If you buy or sell a horse, and particularly if there is a trial period, you must be aware of the existing laws that could put you at risk. I have written extensively over the years about the basic legal principles of a purchase and sale of a horse. These include the following:

  • Caveat emptor – let the buyer beware! As stated in the old case Jones v. Bright (1829), “If a man sells a horse, generally he warrants no more than that it is a horse; the buyer puts no question, and perhaps gets the animal cheaper.” Even today, it remains up to the buyer to investigate and become informed about the horse he or she wishes to purchase. If a buyer does not ask, he will likely not be told about a bad vice or other problem with the horse that makes it unsuitable for him. It is the buyer’s responsibility to ask the right questions and become informed about the horse so that surprises after the sale are few.
  • Be careful what you say! If the buyer does ask questions, the seller should be careful about what he or she says. Statements made by the seller of a horse in response to questions from a prospective purchaser – or simply volunteered by the seller – about the qualities of the horse are sometimes called “representations.” If the buyer relies on these representations when purchasing a horse and if they are later proven false after the sale, the buyer will have recourse against the seller.
  • Statements that go to the root of the sale contract and relate to a quality of the horse that is of fundamental importance to the buyer, and without which the buyer would never have purchased the horse, are called conditions. The remedy available to a buyer for breach of a condition of sale by the seller is rescission.
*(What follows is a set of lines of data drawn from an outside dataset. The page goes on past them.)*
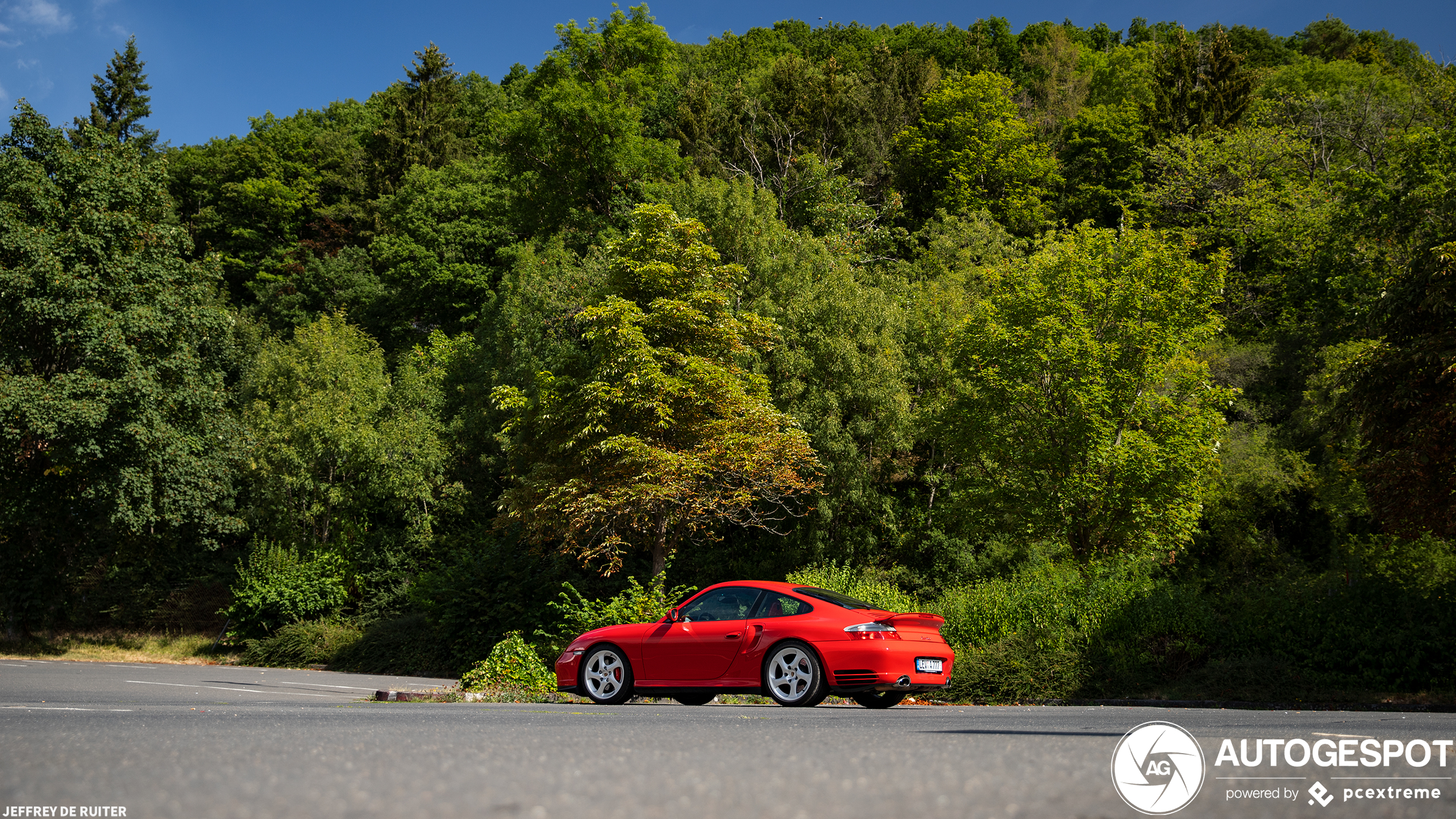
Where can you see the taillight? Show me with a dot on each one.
(872, 632)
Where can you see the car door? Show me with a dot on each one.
(774, 620)
(704, 642)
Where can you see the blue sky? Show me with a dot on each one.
(213, 64)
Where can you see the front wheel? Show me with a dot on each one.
(794, 677)
(608, 675)
(878, 699)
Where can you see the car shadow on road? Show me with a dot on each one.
(1027, 732)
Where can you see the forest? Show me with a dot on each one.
(1129, 351)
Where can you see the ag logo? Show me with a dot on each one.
(1158, 769)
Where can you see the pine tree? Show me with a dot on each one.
(122, 101)
(1199, 85)
(1226, 88)
(424, 126)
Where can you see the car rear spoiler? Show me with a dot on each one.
(915, 618)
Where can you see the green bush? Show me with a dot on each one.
(402, 645)
(513, 665)
(1018, 668)
(635, 604)
(302, 644)
(277, 587)
(855, 584)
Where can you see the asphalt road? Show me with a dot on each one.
(220, 742)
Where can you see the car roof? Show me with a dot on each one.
(770, 585)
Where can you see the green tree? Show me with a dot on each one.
(574, 144)
(666, 438)
(114, 351)
(347, 459)
(1084, 415)
(1103, 158)
(972, 150)
(1199, 85)
(422, 123)
(437, 249)
(122, 101)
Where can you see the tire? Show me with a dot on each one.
(880, 699)
(606, 675)
(794, 675)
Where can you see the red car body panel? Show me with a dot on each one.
(729, 655)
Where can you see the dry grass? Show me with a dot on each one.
(122, 646)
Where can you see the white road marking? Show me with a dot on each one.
(220, 688)
(60, 709)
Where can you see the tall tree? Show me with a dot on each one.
(422, 124)
(1085, 418)
(349, 460)
(666, 438)
(1199, 85)
(973, 150)
(114, 406)
(123, 101)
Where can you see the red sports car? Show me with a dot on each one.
(794, 644)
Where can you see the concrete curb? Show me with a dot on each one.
(401, 696)
(1245, 706)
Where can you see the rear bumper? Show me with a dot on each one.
(884, 665)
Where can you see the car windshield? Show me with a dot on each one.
(835, 598)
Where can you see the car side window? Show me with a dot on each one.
(781, 606)
(730, 603)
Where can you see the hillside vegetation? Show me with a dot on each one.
(1132, 352)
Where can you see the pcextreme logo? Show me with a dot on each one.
(1158, 769)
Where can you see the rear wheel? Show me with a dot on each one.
(606, 675)
(880, 699)
(794, 677)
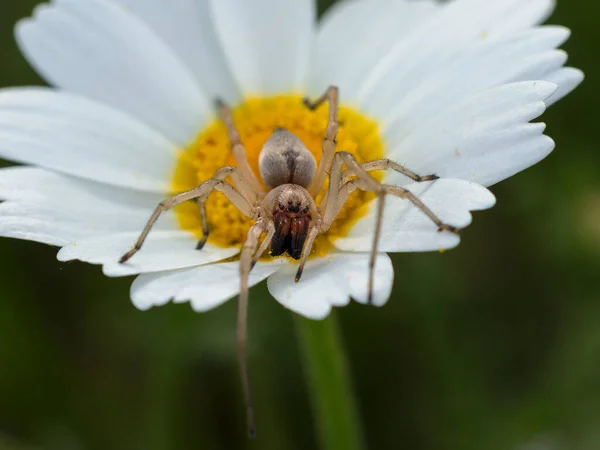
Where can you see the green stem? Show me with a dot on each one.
(329, 383)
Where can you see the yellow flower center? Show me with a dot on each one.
(255, 120)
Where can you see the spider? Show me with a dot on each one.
(287, 213)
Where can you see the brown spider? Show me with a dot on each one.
(287, 212)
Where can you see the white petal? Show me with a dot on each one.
(186, 26)
(528, 55)
(446, 36)
(566, 79)
(100, 49)
(267, 42)
(331, 281)
(77, 136)
(485, 138)
(370, 28)
(206, 287)
(405, 228)
(162, 250)
(56, 209)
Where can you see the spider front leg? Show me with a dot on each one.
(388, 164)
(243, 187)
(237, 148)
(248, 251)
(331, 95)
(203, 190)
(340, 188)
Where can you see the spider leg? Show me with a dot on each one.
(310, 239)
(338, 193)
(242, 186)
(237, 148)
(387, 164)
(204, 189)
(242, 321)
(331, 96)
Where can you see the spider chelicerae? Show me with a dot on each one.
(286, 213)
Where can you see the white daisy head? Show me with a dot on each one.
(440, 88)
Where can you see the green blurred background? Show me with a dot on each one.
(494, 345)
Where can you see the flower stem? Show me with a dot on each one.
(329, 384)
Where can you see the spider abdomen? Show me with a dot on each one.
(284, 159)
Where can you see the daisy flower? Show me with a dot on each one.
(441, 88)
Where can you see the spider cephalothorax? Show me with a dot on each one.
(286, 213)
(292, 213)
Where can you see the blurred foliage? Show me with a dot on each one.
(495, 345)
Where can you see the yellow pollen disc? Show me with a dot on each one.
(255, 120)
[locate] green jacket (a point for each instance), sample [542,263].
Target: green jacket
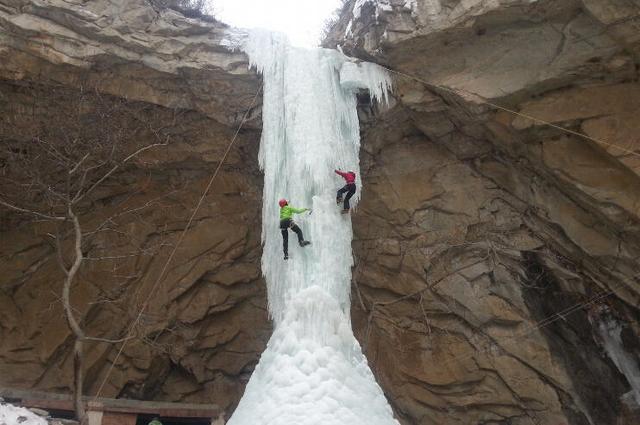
[287,211]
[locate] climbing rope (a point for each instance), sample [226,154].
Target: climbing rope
[175,248]
[484,100]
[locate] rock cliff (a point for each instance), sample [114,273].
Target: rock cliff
[494,246]
[497,277]
[142,76]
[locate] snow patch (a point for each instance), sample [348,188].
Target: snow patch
[13,415]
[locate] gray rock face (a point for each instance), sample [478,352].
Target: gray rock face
[122,71]
[492,245]
[127,48]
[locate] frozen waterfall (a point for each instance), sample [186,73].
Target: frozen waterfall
[313,370]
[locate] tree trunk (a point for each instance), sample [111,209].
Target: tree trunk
[78,382]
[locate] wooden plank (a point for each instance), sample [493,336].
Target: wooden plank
[57,401]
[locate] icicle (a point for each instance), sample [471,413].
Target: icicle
[313,370]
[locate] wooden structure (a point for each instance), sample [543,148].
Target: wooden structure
[115,411]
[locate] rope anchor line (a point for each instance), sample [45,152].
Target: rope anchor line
[176,246]
[485,101]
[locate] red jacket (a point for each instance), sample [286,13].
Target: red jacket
[350,177]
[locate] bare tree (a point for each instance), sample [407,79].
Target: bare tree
[55,167]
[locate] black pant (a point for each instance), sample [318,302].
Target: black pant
[350,189]
[285,225]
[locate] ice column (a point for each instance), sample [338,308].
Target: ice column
[313,370]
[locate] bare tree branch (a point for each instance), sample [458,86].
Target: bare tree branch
[48,217]
[73,324]
[79,197]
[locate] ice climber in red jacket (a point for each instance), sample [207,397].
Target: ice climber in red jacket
[349,188]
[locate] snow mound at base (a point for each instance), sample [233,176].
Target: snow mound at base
[313,374]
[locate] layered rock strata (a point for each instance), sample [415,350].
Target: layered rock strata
[146,76]
[492,247]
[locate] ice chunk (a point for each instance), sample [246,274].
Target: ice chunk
[313,371]
[13,415]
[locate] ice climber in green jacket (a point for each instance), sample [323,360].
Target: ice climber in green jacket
[286,223]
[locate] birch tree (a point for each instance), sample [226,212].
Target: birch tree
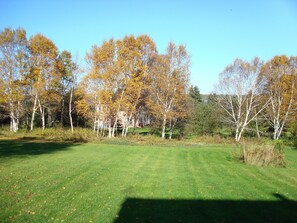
[69,71]
[239,94]
[169,83]
[13,70]
[44,78]
[280,74]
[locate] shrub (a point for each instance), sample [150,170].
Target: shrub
[262,155]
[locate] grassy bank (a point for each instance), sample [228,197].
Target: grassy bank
[63,182]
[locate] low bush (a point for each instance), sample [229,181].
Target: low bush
[262,155]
This is best described as an attempt to place the parties back in the position in which they would have been had the sale not taken place. The buyer returns the horse in exchange for the money paid plus the buyer’s out-of-pocket expenses relating to the horse’s care. Rescission is only available if: (a) the horse is returned in the same or better condition than at the time of sale; (b) no steps were taken by the purchaser inconsistent with rescission once he knew of the breach of condition, such as using the horse for breeding or showing it numerous times before deciding to give it back; (c) there is no unreasonable delay by the purchaser in pursuing the remedy of rescission; and (d) no innocent third party who was not involved in the original sale is prejudiced by the rescission.
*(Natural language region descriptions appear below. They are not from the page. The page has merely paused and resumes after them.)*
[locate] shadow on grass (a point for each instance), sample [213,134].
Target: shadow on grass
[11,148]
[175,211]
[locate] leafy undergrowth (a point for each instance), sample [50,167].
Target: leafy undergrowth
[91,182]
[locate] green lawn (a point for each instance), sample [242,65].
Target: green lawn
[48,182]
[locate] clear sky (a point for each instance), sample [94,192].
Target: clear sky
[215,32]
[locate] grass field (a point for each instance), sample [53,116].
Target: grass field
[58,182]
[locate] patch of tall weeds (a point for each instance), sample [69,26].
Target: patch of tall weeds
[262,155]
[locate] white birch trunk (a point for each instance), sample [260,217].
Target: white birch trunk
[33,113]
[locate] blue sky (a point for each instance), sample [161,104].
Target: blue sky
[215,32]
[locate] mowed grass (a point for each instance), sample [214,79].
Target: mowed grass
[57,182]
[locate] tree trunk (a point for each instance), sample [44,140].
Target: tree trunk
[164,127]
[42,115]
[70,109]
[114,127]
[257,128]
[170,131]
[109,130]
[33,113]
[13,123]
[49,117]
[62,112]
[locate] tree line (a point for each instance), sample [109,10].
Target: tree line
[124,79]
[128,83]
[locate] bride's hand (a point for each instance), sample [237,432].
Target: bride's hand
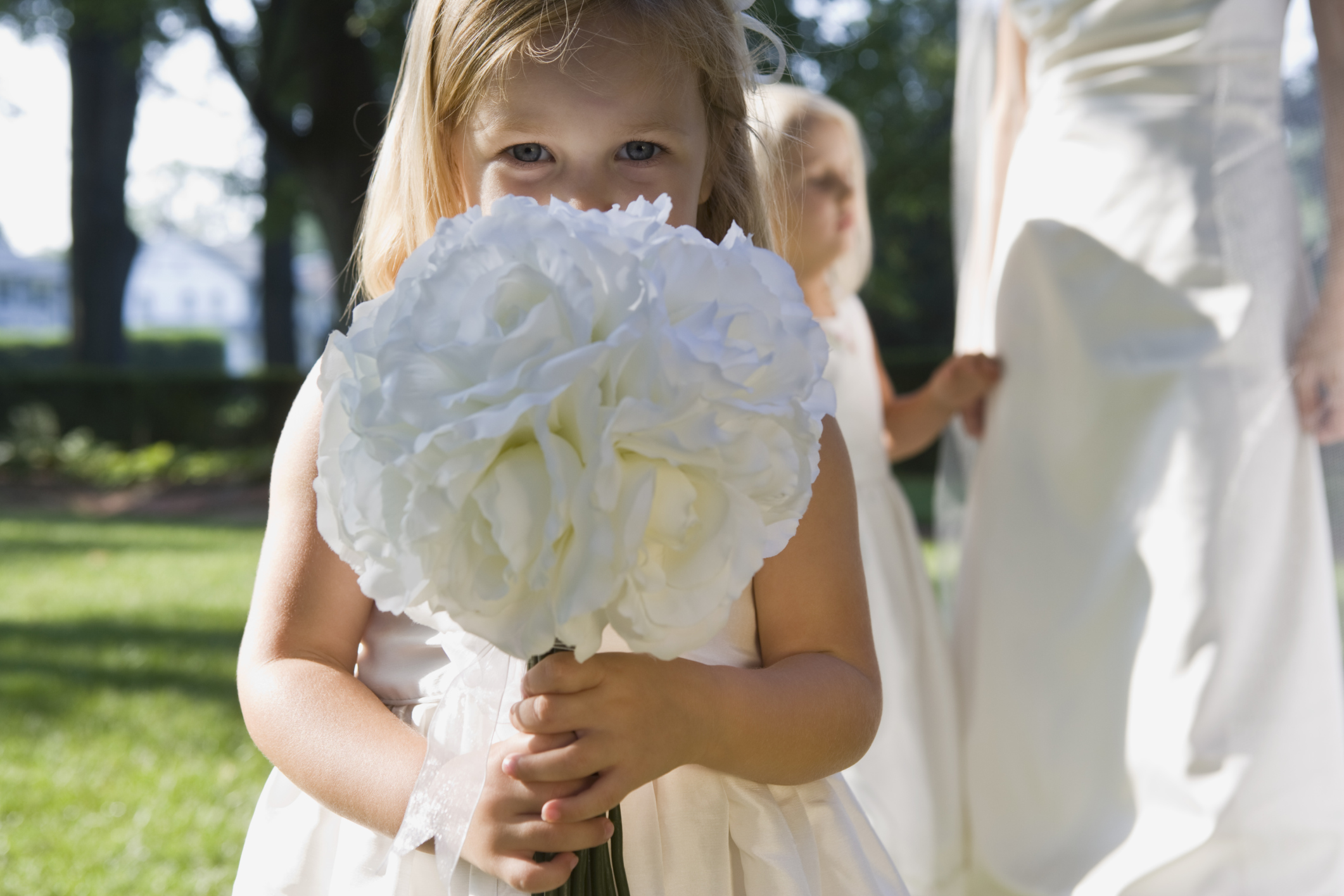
[1319,372]
[631,717]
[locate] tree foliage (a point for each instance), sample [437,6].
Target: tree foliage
[896,70]
[105,42]
[317,75]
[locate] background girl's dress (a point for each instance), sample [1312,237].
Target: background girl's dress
[691,832]
[908,783]
[1148,643]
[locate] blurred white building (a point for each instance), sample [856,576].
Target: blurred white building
[32,292]
[315,305]
[178,284]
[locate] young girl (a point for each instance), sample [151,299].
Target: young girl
[725,760]
[908,783]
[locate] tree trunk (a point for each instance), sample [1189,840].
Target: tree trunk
[277,284]
[104,86]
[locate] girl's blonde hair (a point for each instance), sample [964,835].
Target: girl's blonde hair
[456,50]
[785,115]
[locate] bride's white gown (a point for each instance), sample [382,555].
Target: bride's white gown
[1148,641]
[908,783]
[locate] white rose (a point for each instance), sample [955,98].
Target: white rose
[565,419]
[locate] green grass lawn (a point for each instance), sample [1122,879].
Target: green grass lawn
[124,762]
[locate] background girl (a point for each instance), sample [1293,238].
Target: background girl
[908,783]
[723,760]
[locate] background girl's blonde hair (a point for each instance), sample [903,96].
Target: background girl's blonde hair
[456,50]
[785,113]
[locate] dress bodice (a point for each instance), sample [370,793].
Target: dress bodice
[1147,46]
[853,370]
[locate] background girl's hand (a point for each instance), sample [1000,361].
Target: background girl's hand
[507,828]
[963,381]
[631,719]
[1319,375]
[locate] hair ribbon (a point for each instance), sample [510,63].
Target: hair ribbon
[752,23]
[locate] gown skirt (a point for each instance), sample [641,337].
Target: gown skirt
[1148,640]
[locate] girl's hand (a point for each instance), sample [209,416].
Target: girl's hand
[963,381]
[1319,372]
[632,719]
[507,828]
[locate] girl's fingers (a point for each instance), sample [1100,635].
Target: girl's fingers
[541,743]
[1307,391]
[607,792]
[550,714]
[569,764]
[546,837]
[561,673]
[526,875]
[529,795]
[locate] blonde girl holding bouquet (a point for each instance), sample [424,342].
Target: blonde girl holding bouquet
[726,760]
[812,158]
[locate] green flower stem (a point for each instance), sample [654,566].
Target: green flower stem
[601,869]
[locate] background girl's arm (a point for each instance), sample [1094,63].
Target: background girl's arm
[811,711]
[913,421]
[1320,357]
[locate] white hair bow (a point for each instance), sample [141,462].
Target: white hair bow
[752,23]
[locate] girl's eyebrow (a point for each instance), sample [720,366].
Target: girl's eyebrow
[509,124]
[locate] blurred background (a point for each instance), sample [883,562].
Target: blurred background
[179,191]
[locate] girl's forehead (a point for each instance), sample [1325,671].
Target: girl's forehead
[824,139]
[600,73]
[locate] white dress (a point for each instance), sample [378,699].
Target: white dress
[690,833]
[1148,640]
[908,783]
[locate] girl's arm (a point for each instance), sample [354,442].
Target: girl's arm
[1320,355]
[329,734]
[303,705]
[913,421]
[811,710]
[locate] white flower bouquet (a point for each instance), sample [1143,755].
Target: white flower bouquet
[561,421]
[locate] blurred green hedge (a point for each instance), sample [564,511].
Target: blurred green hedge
[148,352]
[134,408]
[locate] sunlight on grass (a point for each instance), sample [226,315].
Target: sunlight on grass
[124,762]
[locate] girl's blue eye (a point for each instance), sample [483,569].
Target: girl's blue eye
[639,151]
[529,152]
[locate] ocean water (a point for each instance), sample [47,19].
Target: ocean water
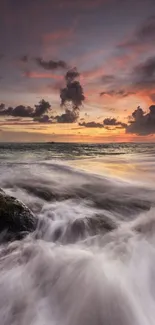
[91,260]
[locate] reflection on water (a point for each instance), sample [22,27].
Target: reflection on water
[127,167]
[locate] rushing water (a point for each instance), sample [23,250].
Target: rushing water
[91,260]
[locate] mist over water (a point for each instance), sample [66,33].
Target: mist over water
[92,258]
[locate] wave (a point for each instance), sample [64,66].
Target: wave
[91,259]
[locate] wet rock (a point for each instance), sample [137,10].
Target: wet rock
[16,220]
  • Representations by the seller that are collateral to the sale contract, something less than a condition of sale, are called warranties. An example could be a statement that the horse is nine when it is actually 13 years old; something that affects the value of the horse but is not essential to the sale. A breach of warranty gives rise to a claim for damages, but does not allow the buyer to reject the horse and terminate the contract. The buyer can sue for the difference between the price she paid for the animal and its actual value had the seller told the truth, but she must keep the horse.

Let’s go a little deeper into a sale transaction today and look, in particular, to the application of the Sale of Goods Act to a horse sale. Some conditions in the sale of a horse are imposed on the parties by statute. Provincial legislation relating to the sale of goods affects the rights and obligations between a buyer and seller. I refer below to some of the provisions from the Ontario Sale of Goods Act. Most provinces and territories have similar pieces of legislation and if you want to be thorough, I recommend that you read your own provincial Sale of Goods Act. It may contain some surprises.

Trial Periods: The Act deals with the transfer of risk in the horse from the seller to the buyer and states that the horse remains at the seller’s risk until the property in the horse is transferred to the buyer. Once the property in the horse has been transferred, the horse is at the buyer’s risk. The concept of transfer of property is quite curious. The Act states that property in the horse passes from the seller to the buyer at such time as the parties intend it to be transferred. Intention is ascertained from the terms of the sale contract, the conduct of the parties, and the circumstances of the case. Important for us is that when property passes, so does the risk.